The first wave of French and British forces reached Iskenderun in November 1918, shortly after the signing of the Armistice. In February 1919, British troops arrived to reinforce the French and Armenian battalions. They made a magnificent impression. They organized tennis matches, played polo, put the finishing touches on the Taurus rail tunnels, and repaired the Mersin — Tarsus railway: every day, one French onlooker marvelled, six thousand Hindus, shepherded by sergeants carrying whips, went singing to work. In June, the permanent occupying force of French troops began to arrive. A Colonel Thibault received the following words of welcome from a schoolgirl:
We salute you and acclaim France, whom we have summoned with our most fervent wishes. France, the object of our dreams; France, whose benevolent deeds in the world we have learned to bless; France, hitherto known only in the pale and cold reflections of history and the teachings of our schoolmasters, whom we at last see with our own eyes. She has set foot in our Cilician land, and our heart trembles with joy.… Flag of France, whose victory brings with it justice, peace, prosperity and liberty, flutter forever over this Cilician land.
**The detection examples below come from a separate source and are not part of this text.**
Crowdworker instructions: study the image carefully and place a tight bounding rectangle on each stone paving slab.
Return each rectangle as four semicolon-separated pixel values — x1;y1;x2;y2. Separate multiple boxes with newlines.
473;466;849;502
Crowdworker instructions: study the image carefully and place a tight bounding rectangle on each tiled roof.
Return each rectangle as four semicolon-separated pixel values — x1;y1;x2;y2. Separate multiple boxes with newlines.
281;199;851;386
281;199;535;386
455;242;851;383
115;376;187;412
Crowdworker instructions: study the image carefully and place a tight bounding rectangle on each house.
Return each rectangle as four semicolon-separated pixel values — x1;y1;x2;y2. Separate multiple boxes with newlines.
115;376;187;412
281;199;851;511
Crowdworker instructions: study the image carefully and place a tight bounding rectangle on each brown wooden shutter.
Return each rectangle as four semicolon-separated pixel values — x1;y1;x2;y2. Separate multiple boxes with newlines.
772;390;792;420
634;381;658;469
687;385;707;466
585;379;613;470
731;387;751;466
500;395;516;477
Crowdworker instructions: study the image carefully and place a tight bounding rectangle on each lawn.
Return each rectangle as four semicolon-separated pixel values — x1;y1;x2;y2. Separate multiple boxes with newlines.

I was again saddened by the reckless zeal of the schoolmasters who had placed this speech in the hands of a schoolgirl. But I wasn’t surprised. Joseph de Maistre (1753–1821), the ideologue invoked in Oncle Georges’ speech and obviously revered by the Capuchin brothers in Mersin, was an arch-conservative monarchist, and his followers would not have hesitated to fit out their students — the usual Levantine mix of Greeks, Syrians, and Armenians — in the stiff, perilously enchanting garments of French nationalism. It must have been a curiously improvised job of ideological costuming, because surely not even the most francophile Cilician Christian could have dreamt of living under the French flag alongside their Kurdish, Circassians, Ansarian Arab and, yes, Turkish neighbours. But it appeared that this was precisely what the Armenian Cilicians were encouraged by the French to believe: that Cilicia, in some form or other, would be a country they could call their own. In 1919, eight thousand repatriated Armenians landed at Mersin and Iskenderun. Most of the Armenians resettled in Adana and the Cilician highlands; two or three thousand went to Mersin. Orphanages had to be build for hundreds, perhaps even thousands, of Armenian children.
This information made me think of Joseph Dakak’s spell as an interpreter for the (presumably British or French) Red Cross. In his capacity as a Red Cross worker, which he assumed at some point after the termination of his employment on the railway construction in February 1919, he would inevitably have been involved in local relief efforts, which in Cilicia would have meant extensive contacts with displaced and homeless Armenians.